# My clam



## Eric Muehlbauer (Dec 9, 2008)

Finally got a decent shot of one of my Tridacna crocea clams.....I've had it about 5 months now...and its doing very well. Take care, Eric


----------



## snow (Dec 10, 2008)

wow! so nice. well done ''eric''.


----------



## smartie2000 (Dec 10, 2008)

I love them! I wish I had the proper light to keep one


----------



## Jon in SW Ohio (Dec 10, 2008)

Makes me miss my crocea, but in a tank as small as mine I couldn't dose calcium and alkalinity fast enough to keep up.

One day when I have a bigger tank a nice maxima is definitely on the list!


----------



## rdlsreno (Dec 10, 2008)

Nice color! Beautiful!!

Ramon


----------



## P-chan (Dec 10, 2008)

Wow! That's a clam? Forgive my obvious ignorance!  It's an awesome color.


----------



## NYEric (Dec 10, 2008)

Very nice, for about 2 nanoseconds I just missed my SW invert tank.


----------



## SlipperFan (Dec 10, 2008)

P-chan said:


> Wow! That's a clam?
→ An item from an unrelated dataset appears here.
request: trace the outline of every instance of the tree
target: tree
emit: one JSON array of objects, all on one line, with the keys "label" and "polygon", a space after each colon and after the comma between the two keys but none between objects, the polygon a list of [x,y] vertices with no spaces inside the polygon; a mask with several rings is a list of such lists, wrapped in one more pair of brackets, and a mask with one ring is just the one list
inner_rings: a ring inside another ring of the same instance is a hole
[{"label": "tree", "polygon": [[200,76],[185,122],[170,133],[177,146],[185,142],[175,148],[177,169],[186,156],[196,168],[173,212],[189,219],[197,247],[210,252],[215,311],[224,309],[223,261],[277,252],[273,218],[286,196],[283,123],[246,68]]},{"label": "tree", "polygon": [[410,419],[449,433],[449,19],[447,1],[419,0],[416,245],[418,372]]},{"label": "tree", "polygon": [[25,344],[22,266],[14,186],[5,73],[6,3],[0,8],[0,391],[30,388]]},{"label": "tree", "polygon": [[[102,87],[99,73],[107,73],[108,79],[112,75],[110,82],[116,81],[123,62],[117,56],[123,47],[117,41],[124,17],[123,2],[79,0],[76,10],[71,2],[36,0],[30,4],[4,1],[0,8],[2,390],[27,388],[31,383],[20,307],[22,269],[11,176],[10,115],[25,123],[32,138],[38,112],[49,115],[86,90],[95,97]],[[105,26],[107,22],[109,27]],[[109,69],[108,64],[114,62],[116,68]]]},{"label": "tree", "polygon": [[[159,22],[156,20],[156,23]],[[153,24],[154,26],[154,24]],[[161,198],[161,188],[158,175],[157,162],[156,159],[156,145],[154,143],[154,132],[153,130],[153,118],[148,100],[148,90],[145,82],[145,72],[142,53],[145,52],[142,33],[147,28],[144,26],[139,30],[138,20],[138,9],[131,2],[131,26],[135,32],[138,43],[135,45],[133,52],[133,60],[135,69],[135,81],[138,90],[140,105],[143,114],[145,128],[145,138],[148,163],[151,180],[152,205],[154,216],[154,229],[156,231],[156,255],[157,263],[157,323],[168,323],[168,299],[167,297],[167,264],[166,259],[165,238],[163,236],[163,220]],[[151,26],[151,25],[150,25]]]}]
Forgive my obvious ignorance!  It's an awesome color.


My reaction as well.


----------



## biothanasis (Dec 10, 2008)

That colour is extraordinary!!! WOW!!!! Well done!!!


----------



## Ron-NY (Dec 11, 2008)

SlipperFan said:


> My reaction as well.


 that makes 3 of us...very cool Eric :clap:I bet I could get very addicted to salt water aquariums


----------



## Elena (Dec 12, 2008)

Very attractive creature, so colourful!

I'd love a marine tank one day.


----------